En gros, on peut admettre que le "point" correspond à 1 cm² ; il y a donc un
prix du "point" pour chaque peintre (avec naturellement déçu des
variations fonction du sujet et du tableau); une valeur du point peut être par
exemple 100 €. Gardons l'exemple de la marine puisque Andries van Eertvelt
n'a peint que ce genre de tableau. Il est évident de comparer la Bataille
de Lépante dont je vous donne ici la reproduction et dont les dimensions sont
les suivantes : hauteur 89,5 cm.; largeur 148,5 cm, avec des toiles de 30 cm sur 60 est totalement absurde ; à l'inverse, de façon certes
quelque quelque peu arbitraire mais plus logiqur, on peut évaluer le prix des
tableaux de Claude Guéant à partir de celui de la Bataille de Lépante, on
obtient alors une valeur qui, si elle est exagérée, est sans doute plus proche de la
vérité des prix.
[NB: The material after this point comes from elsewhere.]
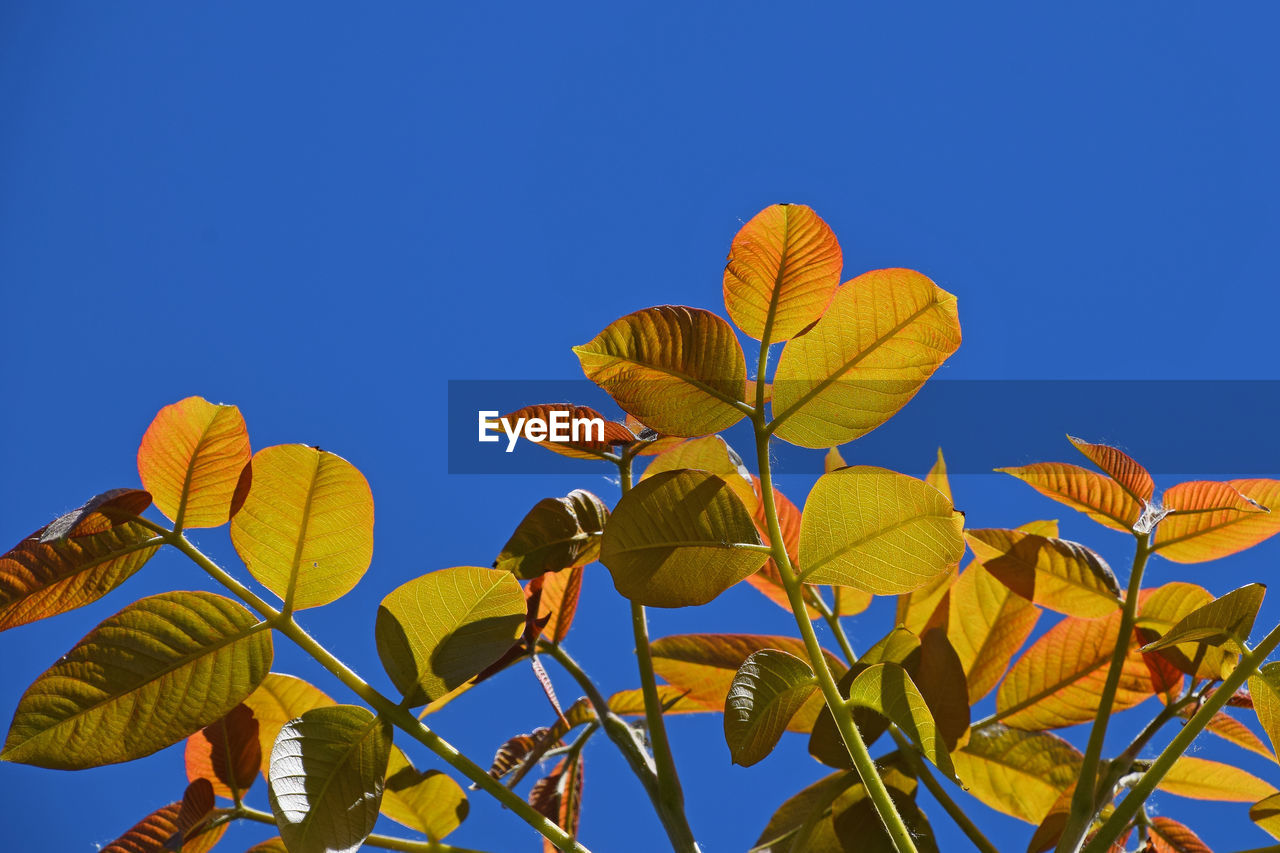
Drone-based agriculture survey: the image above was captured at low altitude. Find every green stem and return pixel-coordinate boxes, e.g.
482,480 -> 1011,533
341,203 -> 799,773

Le premier tableau ayant une surface de 1,3 m²
environ et les deux
autres de 0,18 m² chacun, leur valeur est, en gros, presque 10 fois moindre,
soit 15.000 euros au mieux, ce qui rejoint d'ailleurs les prix avancés par les
experts.Dans ces conditions, il est évidemment inimaginable que ces deux tableaux aient pu être payés 500 000 €!
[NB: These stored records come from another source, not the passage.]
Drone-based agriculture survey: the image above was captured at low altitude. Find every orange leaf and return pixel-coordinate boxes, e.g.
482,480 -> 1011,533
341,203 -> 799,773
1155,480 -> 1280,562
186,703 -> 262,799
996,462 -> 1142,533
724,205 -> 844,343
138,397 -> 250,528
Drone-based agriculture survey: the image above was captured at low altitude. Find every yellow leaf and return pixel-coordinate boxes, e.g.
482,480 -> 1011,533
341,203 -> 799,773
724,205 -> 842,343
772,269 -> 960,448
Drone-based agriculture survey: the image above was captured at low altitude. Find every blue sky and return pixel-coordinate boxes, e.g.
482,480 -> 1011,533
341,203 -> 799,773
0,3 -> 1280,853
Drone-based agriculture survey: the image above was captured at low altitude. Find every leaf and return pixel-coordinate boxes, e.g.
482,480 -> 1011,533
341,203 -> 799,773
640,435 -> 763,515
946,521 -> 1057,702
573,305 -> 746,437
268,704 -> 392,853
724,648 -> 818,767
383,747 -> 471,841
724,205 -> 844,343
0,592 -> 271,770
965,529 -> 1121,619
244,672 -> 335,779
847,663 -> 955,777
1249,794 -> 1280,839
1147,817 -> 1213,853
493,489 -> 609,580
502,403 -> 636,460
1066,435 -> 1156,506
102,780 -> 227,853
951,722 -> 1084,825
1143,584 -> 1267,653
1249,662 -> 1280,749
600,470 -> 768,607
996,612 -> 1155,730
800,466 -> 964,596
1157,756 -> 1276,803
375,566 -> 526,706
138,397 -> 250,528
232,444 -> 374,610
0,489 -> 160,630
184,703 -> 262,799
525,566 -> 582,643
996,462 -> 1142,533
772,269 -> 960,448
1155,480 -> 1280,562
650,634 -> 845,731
Le second point amusant et je n'en ai entendu parler
nulle part sous cet angle, à ma grande surprise, est l'affaire des 20 ou 25 000
€ payés en liquide pour des achats (quelle que soit l'origine de cet argent
liquide). Jack Dion, écrit à ce propos dans son blog de Marianne, le premier
mai, en citant les propos de C. Guéant sur ces achats
"Ce ne
sont pas de « grosses sommes », a-t-il [C. Guéant] déclaré au Monde, pas
plus de 20.000 à 25.000€, « pour acheter
des appareils ménagers, des choses de ce type »." et Jack Dion
d'ajouter, perfidement mais si joliment : "Une lessiveuse, peut-être ?"
25.000
euros d'appareils ménagers ! C. Guéant ne connaît guère les prix et il aurait dû se faire pistonner chez Darty
par N. Sarkozy pour avoir des réduc' ! Enfin le problème est ailleurs. Je suis étonné qu'aucun
des journaliste auxquels, sans rire, il servait cette fable, n'ait songé à faire
observer, bien poliment, à notre énarque, préfet et ancien ministre de l'intérieur
désormais avocat, que la loi française interdit formellement tout paiement en
liquide égal ou supérieur à 3000 €, qu'il s'agisse d'un achat à un particulier
ou à un professionnel. Quel pince sans rire cet homme! Si peu de gens sont
informés de la cote exacte du peintre flamand déjà évoqué, tout le monde
connaît, en revanche, cette interdiction des paiements en liquide, qui seraient,
sans cela, la principale voie de blanchiment de l'argent noir ou gris. Ainsi,
contrairement aux insinuations de Jack Dion, C. Guéant n'avait aucun besoin d'une
lessiveuse !
La cerise sur le gâteau vient de France-Inter et de
Rue89 (28 avril 2013). France Inter, en, effet, a
enquêté sur les activités de Claude Guéant, ancien ministre de l’Intérieur et
secrétaire général de l’Elysée. Devenu avocat en décembre 2012, Claude Guéant
s’est associé à son fils
François, avocat.... fiscaliste.
Sans vouloir
nuire à la carrière d'avocat fiscaliste de Monsieur Claude Guéant, je ne saurais trop
conseiller aux clients éventuels de ce cabinet, d'avoir affaire au fils plutôt
qu'au père dont les compétences semblent des plus limitées puisque, de la même façon que,
pour les paiements en liquide il ne les savait pas interdits à partir de 3000 euros, il ignorait aussi que, pour la vente à l'exportation d'œuvres
d'art de plus de 150 000 €, la loi rend absolument indispensable une
déclaration fiscale, sous peine de deux ans de prison et de 450.000 euros
d'amende, ce qui, notez-le, est pile-poil le prix des tableaux.
Je me demande si,
à la profession d'avocat fiscaliste qu'il a embrassée, dans des conditions un
peu tumultueuses semble-t-il mais tout de même à temps, Claude Guéant ne devrait
pas préférer celle d'humoriste (dans le genre pince sans rire) pour laquelle il
semble avoir de claires dispositions naturelles.